顔を知らない相手とのコミュニケーション。



陰キャ大学生の主人公(名前変更可)は、人生初の彼女を作るため、マッチングアプリ『マリーズ』を始めた。
 期間は、無料キャンペーン中の7日間。
 はたして、無事素敵な女性と出会うことができるのか……?』
(公式より引用)


プレイ時間は約1時間30分くらい。
分岐有り、ED5つ。


最近名前をよく聞くようになった「マッチングアプリ」をメインにした作品。
マッチングアプリの事がかなり詳細に描かれ、マッチングアプリをする際に押さえておくポイントや顔が見えない事で巻き起こる状況など、現代の新しい出会いの仕方によって物語が四方八方に動き、数々の「出会い」による物語が展開され、勉強になったり怖かったり、自分の人生では中々に巻き起こらない状況を体験出来ました。



『システム、演出』
ティラノ製。
メッセージ速度変更不可、既読はスキップ可能。
マッチングアプリ」というアプリの特性もあり、見た目がアプリ調でとてもオシャレでした。
そのオシャレな中でも「モテる男のサイト」の作りが虹色のHP名にダサいリンクなど、あまりにも「古のインターネッツ」の作りで燦然と輝いており逆に笑ってしまいました。


『音楽』
素材曲。
こちらもまたオシャレな曲が多く、作品に凄く合っていました。
タイトル画面で流れる曲が好きです。


『絵』
重要なキャラには必ず立ち絵などがあり、見応えがありました。
中でも、人の美醜というのは絵で描くのが難しいと思っているのですが、そういう容姿での引っかかるポイントを的確に描かれ、それにより主人公が現実で出会った時に向ける感情をリアルに表わしていたと思います。
それぞれの女性が見た目でも特徴的で良かったです。
と、言いながらも個人的にはホラールートで影絵が出た時に笑ってしまいました。
結構ガチめに怖い展開になったので「絵のノリもかまいたちの夜にしなくても(笑)」と笑いました。


『物語』
現代らしさを取り入れながら、物語としては一種の王道さも併せ持っていたと思います。
人は見た目では無いけれど、見た目の要素は大きいというのを主人公の反応で感じ取る事が出来、容姿を語る事が拒まれる今の世の中ですが、「第一印象は大事」というのを包み隠さずに描いていて良かったです。


『好みのポイント』
マッチングアプリ」の世界は全く存じ上げなかったのですが、今作で触りだけでも知らない世界を覗けて良かったです。
勿論、これが世界の全てでは無いとは思っていますが、いつかなんらかの形で「マッチングアプリ」に触れる機会が出来た時、本作のポイントを思い出してみたいと思いました。





以下ネタバレ含めての感想です





会話での印象と違ったり、写真とモロに違ったり、宗教勧誘だったり、果てはホラーになったり。
数々の可能性を見せて貰いましたが、一番はやっぱり「実際に会うまでは写真の本人か分からない点」が「マッチングアプリ」のミソだと思っています。
ネットとはそういう物、というのを強く突き付けて来ました。
自分は趣味のオフ会にしか参加した事が無い為、話さえネットと同じく話せれば外見での印象などは気になる事は無かったのですが、恋愛が絡むとそうはいかない辺りがリアルで。

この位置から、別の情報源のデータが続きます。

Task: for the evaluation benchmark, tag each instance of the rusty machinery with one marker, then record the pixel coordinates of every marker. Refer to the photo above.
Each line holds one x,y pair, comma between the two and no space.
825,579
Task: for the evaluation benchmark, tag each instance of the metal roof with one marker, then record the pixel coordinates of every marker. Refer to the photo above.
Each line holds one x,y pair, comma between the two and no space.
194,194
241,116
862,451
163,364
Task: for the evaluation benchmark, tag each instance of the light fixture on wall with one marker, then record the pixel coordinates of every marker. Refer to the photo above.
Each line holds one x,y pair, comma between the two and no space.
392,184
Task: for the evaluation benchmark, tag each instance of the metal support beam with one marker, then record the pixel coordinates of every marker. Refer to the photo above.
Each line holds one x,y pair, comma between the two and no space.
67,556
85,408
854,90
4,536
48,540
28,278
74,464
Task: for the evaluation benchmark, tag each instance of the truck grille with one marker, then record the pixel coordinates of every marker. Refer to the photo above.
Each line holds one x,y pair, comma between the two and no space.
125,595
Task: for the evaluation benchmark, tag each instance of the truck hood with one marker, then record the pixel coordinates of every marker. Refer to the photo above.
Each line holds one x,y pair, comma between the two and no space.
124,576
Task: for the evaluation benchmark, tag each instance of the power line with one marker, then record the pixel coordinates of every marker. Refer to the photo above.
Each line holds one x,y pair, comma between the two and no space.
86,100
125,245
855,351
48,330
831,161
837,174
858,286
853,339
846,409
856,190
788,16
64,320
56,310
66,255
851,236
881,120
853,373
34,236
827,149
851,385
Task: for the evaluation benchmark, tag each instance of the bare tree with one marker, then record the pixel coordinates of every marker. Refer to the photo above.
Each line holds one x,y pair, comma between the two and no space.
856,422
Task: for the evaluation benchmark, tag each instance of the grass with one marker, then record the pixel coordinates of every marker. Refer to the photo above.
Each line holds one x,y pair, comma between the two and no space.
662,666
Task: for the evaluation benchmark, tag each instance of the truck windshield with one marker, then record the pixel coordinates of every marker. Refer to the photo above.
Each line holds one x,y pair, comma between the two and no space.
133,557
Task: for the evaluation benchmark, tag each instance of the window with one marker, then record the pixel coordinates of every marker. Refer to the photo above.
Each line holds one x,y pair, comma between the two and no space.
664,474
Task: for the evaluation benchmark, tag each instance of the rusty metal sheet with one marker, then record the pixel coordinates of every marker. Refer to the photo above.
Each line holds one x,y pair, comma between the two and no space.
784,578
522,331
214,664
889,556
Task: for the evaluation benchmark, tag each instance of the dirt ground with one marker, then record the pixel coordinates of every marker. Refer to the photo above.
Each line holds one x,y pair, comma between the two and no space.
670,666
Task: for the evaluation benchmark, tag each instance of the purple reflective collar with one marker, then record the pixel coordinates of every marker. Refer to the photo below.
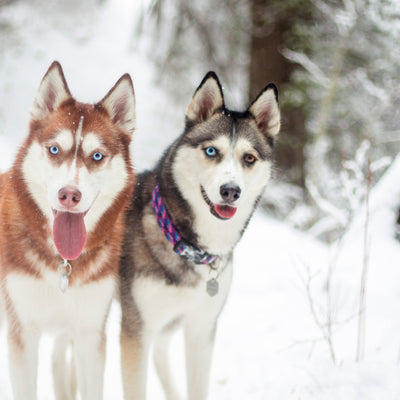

最初、主人公がどう見ても普通なのに「俺はお前達うるさい側とは違う」みたいなイキリムーブから始まったので「大丈夫かな…」と心配にはなりましたが、後半なんだかんだ主人公が善人だったのはとても好きでした。
確かに序盤イキっては居ますが決して人を傷付ける事はしない所は、騒いで陽キャをやって小さな一言で弱い人間を傷付けて行く、そんな人達よりも好感が持てます。
ED4までは全く明るい未来が見えなかった為、どうなるか不安でしたが、TRUEで主人公が救われて良かったです。
(ED4に至っては明確にBADっぽいですし…異界に取り込まれてそう…)


TRUEの方向性はある程度の予想が出来、予想通りではありました。
「佐々木さんがこの中の誰かなのだろうな~」という予想があり、一応的中。
物語的には王道で分かりやすく非常に型に嵌まったEDだと思います。
…が、しかし、このEDがTRUEなのを納得しつつも「マッチングアプリ」を題材として見た時に、「それってどうなのだろう?」と思う所はありました。
結論が「現実で出会った女の子がTRUEの相手で添い遂げる相手」というのは「マッチングアプリ」を題材にしててそれはちょっと「マッチングアプリ」というコンセプトに合ってるのかな?みたいな、そういう気持ち。
確かに佐々木さんは佐々木さんルートではMさんではあったので「マッチングアプリで出会った相手」で間違いは無いのですが、現実スタートの人物でもある為、「マッチングアプリしてなくても出会ったんじゃ…」感があり。
勿論マッチングアプリがあって話しかけてくれて、ラストにマッチングアプリがあったからデートをした訳ですが、個人的には最初から最後まで「マッチングアプリだけで出会った相手と添い遂げる」をやって欲しかった所があります。
そういうマッチングアプリだけで出会って付き合うルートが一切無いので、「マッチングアプリとは?」となり。
佐々木さん、おそらく高校時代に同じクラスだったとは思い、そういう所も運命的で好きではあるのですが、そうなって来ると更に「マッチングアプリでの出会い」からは離れて行く気がして。
ルートに一つでも「マッチングアプリのみからの恋愛」を入れていて欲しかった所があります。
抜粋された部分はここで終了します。